Up to that time he had produced half-a-dozen plays, one of which had been performed at the Royal Theatre of Stockholm and had won him the good-will and financial support of King Carl XV. Thus he had been able to return to the University of Upsala, whence he had been driven a year earlier by poverty as well as by spiritual revolt. During his second term of study at the old university Strindberg wrote some plays that he subsequently destroyed. In the same period he not only conceived the idea later developed in Master Olof, but he also acquired the historical data underlying the play and actually began to put it into dialogue.
During that same winter of 1871-72 he read extensively, although his reading probably had slight reference to the university curriculum. The two works that seem to have taken the lion's share of his attention were Goethe's youthful drama Goetz von Berlichingen and Buckle's History of Civilization in England. Both impressed him deeply, and both became in his mind logically connected with an external event which, perhaps, had touched his supersensitive soul more keenly than anything else: an event concerning which he says in the third volume of The Bondwoman's Son, that he had just discovered that the men of the Paris Commune merely put into action what Buckle preached.
Having armed himself with a liberal supply of writing-paper, he joined his two friends in the little island of Kymmendö.
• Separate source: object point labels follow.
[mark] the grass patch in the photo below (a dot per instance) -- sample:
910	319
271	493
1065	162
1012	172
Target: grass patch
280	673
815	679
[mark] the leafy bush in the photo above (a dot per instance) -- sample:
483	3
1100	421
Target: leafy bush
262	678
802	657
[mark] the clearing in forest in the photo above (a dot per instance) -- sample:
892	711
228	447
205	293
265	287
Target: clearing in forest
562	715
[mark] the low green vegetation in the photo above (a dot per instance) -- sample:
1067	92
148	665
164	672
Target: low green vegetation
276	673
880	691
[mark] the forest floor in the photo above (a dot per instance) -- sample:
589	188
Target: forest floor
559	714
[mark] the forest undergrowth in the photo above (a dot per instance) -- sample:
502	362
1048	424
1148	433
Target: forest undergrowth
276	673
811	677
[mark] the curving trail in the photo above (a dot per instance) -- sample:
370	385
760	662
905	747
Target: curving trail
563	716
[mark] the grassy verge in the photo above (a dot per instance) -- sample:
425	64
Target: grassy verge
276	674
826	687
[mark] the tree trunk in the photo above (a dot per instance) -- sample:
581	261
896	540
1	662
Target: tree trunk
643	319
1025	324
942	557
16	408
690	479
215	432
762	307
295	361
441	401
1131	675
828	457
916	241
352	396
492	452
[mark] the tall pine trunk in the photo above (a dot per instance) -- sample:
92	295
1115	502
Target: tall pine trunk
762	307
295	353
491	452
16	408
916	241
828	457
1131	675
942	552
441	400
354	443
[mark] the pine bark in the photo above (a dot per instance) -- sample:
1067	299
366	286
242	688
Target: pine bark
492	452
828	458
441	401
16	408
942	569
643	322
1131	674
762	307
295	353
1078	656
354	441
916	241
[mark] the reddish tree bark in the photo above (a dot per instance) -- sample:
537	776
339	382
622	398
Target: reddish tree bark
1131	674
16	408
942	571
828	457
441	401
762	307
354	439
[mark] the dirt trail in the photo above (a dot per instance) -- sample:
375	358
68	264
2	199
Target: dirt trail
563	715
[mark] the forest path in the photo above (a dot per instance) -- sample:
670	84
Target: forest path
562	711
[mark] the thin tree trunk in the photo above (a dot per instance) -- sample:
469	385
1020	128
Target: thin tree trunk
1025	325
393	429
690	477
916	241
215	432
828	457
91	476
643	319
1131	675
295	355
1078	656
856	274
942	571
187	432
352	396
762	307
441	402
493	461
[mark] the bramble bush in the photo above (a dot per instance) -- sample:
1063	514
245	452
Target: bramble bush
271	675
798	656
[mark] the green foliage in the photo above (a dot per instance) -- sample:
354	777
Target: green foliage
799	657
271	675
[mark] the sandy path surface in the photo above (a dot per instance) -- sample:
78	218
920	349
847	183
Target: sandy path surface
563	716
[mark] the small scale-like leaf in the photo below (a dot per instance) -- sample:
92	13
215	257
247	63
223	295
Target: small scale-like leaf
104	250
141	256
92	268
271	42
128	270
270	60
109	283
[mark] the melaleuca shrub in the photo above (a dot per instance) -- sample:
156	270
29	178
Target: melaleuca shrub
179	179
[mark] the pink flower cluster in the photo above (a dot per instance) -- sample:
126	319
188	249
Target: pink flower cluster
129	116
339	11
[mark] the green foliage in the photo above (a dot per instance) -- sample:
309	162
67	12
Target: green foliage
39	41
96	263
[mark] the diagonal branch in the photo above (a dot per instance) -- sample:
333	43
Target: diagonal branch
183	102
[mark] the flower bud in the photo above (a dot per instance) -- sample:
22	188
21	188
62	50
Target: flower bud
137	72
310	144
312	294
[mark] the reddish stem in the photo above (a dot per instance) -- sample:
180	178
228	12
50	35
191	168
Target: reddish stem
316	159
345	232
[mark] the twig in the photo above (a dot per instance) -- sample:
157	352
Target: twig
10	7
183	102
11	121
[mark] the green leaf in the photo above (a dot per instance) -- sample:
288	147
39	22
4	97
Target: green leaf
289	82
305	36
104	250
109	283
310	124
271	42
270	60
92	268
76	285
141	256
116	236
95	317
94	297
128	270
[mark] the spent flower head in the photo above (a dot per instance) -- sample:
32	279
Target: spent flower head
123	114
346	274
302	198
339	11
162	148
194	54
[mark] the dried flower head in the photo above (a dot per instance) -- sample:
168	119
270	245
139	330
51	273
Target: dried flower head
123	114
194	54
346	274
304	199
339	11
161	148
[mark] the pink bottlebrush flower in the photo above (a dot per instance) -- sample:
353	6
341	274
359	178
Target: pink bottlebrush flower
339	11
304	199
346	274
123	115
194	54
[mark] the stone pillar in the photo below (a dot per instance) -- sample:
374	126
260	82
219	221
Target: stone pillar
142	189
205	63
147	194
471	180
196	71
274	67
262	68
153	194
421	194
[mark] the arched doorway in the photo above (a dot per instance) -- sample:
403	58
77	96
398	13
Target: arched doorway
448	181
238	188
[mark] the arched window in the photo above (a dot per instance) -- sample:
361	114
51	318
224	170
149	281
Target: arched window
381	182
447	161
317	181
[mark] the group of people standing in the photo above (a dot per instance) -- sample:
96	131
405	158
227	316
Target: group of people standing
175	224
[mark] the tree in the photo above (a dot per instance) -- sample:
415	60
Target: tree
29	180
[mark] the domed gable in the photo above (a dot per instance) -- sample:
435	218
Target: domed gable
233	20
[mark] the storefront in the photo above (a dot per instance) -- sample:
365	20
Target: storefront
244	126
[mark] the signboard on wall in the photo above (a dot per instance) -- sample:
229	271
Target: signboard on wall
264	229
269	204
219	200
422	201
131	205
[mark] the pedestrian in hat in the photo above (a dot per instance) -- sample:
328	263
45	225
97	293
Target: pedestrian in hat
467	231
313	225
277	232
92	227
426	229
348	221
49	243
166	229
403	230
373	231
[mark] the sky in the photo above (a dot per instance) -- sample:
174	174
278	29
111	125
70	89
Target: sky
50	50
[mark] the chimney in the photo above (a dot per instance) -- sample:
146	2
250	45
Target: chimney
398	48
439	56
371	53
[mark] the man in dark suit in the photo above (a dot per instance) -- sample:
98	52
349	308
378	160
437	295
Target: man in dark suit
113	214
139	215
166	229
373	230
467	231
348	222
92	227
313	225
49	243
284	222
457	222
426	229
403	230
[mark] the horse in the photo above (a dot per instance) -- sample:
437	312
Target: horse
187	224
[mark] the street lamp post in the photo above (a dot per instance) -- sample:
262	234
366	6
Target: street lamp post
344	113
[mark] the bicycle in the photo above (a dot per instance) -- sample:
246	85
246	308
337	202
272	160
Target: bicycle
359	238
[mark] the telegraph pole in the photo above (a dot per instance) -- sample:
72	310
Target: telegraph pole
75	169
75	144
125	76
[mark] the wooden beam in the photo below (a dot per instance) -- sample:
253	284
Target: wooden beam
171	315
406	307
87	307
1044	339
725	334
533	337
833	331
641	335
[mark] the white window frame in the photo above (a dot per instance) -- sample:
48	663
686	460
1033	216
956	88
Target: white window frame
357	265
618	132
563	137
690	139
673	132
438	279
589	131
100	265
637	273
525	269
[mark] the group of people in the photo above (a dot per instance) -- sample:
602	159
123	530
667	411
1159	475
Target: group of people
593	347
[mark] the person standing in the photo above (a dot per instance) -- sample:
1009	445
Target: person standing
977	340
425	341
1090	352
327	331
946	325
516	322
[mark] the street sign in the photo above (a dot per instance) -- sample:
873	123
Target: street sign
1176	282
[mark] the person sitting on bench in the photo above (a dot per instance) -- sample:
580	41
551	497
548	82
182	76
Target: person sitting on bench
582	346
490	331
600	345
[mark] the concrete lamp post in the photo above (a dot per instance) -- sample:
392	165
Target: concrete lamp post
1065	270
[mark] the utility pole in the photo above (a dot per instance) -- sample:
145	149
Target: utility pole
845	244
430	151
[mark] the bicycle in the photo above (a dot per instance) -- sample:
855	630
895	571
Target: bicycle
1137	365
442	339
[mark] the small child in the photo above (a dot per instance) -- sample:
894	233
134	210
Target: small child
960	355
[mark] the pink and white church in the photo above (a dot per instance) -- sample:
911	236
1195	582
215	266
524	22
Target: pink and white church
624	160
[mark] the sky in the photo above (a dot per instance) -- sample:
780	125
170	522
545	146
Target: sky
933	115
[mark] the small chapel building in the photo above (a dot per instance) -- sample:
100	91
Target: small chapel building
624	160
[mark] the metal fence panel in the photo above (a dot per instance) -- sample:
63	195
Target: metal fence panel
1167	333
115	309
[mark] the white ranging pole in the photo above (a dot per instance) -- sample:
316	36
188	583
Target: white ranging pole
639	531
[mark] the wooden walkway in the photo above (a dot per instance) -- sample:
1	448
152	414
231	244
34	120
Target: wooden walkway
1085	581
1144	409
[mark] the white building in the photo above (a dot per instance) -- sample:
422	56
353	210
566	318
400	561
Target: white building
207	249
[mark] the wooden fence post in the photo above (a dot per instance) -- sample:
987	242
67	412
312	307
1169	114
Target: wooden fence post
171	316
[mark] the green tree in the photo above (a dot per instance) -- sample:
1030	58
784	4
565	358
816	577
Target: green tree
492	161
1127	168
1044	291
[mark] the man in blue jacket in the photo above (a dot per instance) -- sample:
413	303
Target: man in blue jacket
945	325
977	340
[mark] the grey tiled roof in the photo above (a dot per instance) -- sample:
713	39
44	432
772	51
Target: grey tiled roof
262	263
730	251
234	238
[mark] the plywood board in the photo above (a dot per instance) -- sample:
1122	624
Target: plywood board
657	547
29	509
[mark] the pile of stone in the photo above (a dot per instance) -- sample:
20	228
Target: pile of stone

Of money he had so little that, but for the generosity of one of his friends, he would have had to leave the island in the autumn without settling the small debt he owed for board and lodging. Yet those months were happy indeed—above all because he felt himself moved by an inspiration more authentic than he had ever before experienced. Thus page was added to page, and act to act, until at last, in the surprisingly brief time of two months, the whole play was ready—mighty in bulk and spirit, as became the true firstling of a young Titan.